To simulate how meteorologists track storm clouds.

Read more background about this activity in Roger Daley's bio...

You need

  • A cup of black coffee (preferably a clear glass cup).
  • A little bit of milk or cream.
  • A ruler.
  • A watch or stopwatch.

In this experiment you will track a drop of white milk as it moves in a cup of very gently stirred black coffee. Imagine that the coffee represents the motion of air in the atmosphere. The drop of milk in the coffee represents a trace gas. By following the motion of the milk, knowing where you dropped it, and using a stopwatch to measure the passage of time, you can determine the velocity or speed of the moving coffee.

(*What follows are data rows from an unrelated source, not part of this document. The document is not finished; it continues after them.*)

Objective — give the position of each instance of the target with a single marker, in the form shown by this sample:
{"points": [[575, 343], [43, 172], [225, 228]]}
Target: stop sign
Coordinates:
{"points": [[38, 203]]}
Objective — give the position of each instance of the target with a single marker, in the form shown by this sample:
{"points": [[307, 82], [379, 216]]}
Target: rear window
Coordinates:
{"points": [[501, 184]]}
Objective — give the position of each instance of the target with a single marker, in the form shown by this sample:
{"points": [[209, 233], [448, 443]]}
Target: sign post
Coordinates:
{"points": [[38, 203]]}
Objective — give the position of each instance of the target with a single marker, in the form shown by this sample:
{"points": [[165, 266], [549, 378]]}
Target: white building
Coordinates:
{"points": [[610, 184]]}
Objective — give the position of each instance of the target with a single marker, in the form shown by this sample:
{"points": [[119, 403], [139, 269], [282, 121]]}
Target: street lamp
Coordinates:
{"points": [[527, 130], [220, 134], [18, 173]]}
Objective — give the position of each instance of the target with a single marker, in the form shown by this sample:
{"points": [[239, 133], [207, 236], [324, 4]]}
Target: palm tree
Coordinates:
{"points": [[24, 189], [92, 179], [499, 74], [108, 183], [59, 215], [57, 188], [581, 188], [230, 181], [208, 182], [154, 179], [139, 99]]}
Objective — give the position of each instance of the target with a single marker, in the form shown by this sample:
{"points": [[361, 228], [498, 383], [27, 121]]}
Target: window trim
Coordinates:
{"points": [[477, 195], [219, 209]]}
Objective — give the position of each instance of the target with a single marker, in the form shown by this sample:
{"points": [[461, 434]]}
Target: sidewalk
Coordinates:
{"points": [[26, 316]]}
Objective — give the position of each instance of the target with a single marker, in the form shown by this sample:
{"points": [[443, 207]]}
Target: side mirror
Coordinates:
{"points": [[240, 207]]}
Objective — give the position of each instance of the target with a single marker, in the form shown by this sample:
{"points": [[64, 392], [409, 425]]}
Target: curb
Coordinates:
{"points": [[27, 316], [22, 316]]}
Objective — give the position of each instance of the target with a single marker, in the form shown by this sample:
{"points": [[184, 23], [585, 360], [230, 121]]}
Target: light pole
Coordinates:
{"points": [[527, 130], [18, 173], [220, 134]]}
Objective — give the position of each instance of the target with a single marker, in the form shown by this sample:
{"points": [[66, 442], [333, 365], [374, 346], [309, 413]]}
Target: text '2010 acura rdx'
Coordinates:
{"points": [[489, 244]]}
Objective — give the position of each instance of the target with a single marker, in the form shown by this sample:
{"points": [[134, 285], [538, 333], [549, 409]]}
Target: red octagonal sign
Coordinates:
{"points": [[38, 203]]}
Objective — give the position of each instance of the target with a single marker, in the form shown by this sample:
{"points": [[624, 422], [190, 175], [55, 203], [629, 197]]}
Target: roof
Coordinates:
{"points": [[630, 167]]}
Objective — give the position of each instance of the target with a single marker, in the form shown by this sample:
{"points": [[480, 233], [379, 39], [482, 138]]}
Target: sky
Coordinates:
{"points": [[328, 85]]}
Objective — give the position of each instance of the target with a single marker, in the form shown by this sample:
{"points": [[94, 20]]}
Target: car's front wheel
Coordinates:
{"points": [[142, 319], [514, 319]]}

It’s important to stir the coffee very, very slowly. Before you drop in the milk from the end of a stir stick, lay a ruler across the top of the cup and measure the exact distance in centimetres from the centre of the cup to the spot where the drop will fall. This is the radius (r). Before you let the drop of milk fall, get ready with the stopwatch so you can time exactly how long it takes to go all the way around the cup and back to where it started. When the experiment is over you should have two numbers: r, the radius of the circle, and t, the time it takes to go around the circle one time. You can use the formula 2(pi)r to get the distance the milk travels in one trip around the cup—one rotation. (Pi is a mathematical constant that is roughly 3.14159, so 2(pi) is about 6.28. If the radius you measure is 2cm, then the distance the drop travels in one rotation would be 6.28 x 2 = 12.56cm.) The speed of the slowly moving mixture is the distance divided by the time, so divide the distance the milk travels (say 12.56 cm) by the time, (say 5 seconds) to get 2.51 cm/sec. Now you try your own measurements and calculations. How good are your velocity measurements when the milk and coffee become well mixed?

This is how meteorologists work out the speed of moving clouds, winds and storms in the upper atmosphere. They have satellites that can “see” certain naturally occurring gasses in the atmosphere. One such gas is natural gas, or methane, that sometimes seeps from bogs. Meteorologists use the satellites to “track” this methane as it moves about in the atmosphere, just like you tracked the milk in the coffee cup. If they can calculate how fast the methane is moving, they can figure out wind speeds in the upper atmosphere exactly the same way you calculated the speed of the moving coffee in the experiment. Knowing these wind speeds is very important for jet pilots because depending on the wind speed and direction it could make for a late or early arrival time at the plane’s destination.